One positive outcome we can all agree on though: the end of BT OpenReach’s
passive aggressive “monopoly“ couldn’t come soon enough though. The amount of
makework that goes on in UK broadband caused by OpenReach’s emplacement at the
heart of it all is ridiculous.

Kelly Communications (a major broadband hookup contractor for OpenReach and
Virgin): your days are numbered.

Any mention of Netflix is a deflection.

------
duncans
Plenty of headroom:
[https://twitter.com/GossiTheDog/status/1240286131658293249](https://twitter.com/GossiTheDog/status/1240286131658293249)

------
adrianmonk
Where are the calls for cable companies to downgrade their traditional TV
channels (set top box) from HD to SD so that they can re-provision some of the
bandwidth toward internet?

I don't know enough about the tech to know for sure that this is possible, but
it seems likely since it is the same wire and they offer different levels of
TV and internet service.

If I'm right and it is possible, why is it that only streaming providers are
being asked to sacrifice the quality of their service?

------
throwaway55554
How soon until we find out the EU was nudged to do this by ISPs that can't
handle the network load and want to push blame? I mean, everyone knows that
Netflix already uses available bandwidth measuring to adjust bitrate/quality.

------
jiveturkey
[http://lite.cnn.com/en/article/h_4ebb7231fb7dfae120768199d6b...](http://lite.cnn.com/en/article/h_4ebb7231fb7dfae120768199d6bd1430)

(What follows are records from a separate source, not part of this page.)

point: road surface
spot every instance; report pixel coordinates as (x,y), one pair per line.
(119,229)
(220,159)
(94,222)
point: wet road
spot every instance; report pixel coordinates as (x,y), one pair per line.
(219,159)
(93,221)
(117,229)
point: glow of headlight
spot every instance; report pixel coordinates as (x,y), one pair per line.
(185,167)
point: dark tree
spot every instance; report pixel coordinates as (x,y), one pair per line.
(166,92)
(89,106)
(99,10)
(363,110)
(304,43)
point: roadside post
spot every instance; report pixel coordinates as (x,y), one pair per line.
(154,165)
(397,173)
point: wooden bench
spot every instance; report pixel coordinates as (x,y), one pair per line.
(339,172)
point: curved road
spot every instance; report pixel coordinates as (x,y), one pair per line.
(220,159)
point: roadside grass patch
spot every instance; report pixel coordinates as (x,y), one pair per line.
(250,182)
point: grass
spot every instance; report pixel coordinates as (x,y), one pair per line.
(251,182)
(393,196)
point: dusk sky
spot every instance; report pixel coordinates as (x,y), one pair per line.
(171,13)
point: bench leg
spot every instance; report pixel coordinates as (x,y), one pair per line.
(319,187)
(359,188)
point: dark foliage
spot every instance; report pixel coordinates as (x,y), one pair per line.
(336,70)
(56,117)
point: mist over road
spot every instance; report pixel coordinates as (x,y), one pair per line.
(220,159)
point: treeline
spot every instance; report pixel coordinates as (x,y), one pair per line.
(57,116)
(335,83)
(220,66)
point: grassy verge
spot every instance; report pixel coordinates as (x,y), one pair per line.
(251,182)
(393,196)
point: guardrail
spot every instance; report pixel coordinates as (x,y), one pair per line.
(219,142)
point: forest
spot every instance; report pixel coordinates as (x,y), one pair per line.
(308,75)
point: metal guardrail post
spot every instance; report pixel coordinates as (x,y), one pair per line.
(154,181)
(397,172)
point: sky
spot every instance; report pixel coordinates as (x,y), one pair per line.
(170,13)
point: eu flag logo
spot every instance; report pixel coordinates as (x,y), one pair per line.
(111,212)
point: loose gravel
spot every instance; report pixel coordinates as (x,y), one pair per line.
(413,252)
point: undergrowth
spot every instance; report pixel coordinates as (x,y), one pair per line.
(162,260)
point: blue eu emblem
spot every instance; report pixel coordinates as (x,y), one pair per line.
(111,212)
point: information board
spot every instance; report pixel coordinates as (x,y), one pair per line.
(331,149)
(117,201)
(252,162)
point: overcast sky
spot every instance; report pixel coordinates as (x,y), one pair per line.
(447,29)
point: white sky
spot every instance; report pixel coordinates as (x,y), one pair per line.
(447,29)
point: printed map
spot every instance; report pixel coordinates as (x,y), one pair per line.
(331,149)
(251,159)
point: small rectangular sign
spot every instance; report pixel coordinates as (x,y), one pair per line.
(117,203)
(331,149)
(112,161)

Why can't ISPs throttle them??

------
igetspam
Netflix solve backbone pressure with open connect. Last mile delivery is still
up to the ISP but that won't "break the internet."

------
speedgoose
Isn't it automatic? If the network speed is slow, Netflix will switch to a
lower bandwidth video stream.

------
paxys
"Urged" by who exactly? Some random politician who thinks the internet is a
series of tubes?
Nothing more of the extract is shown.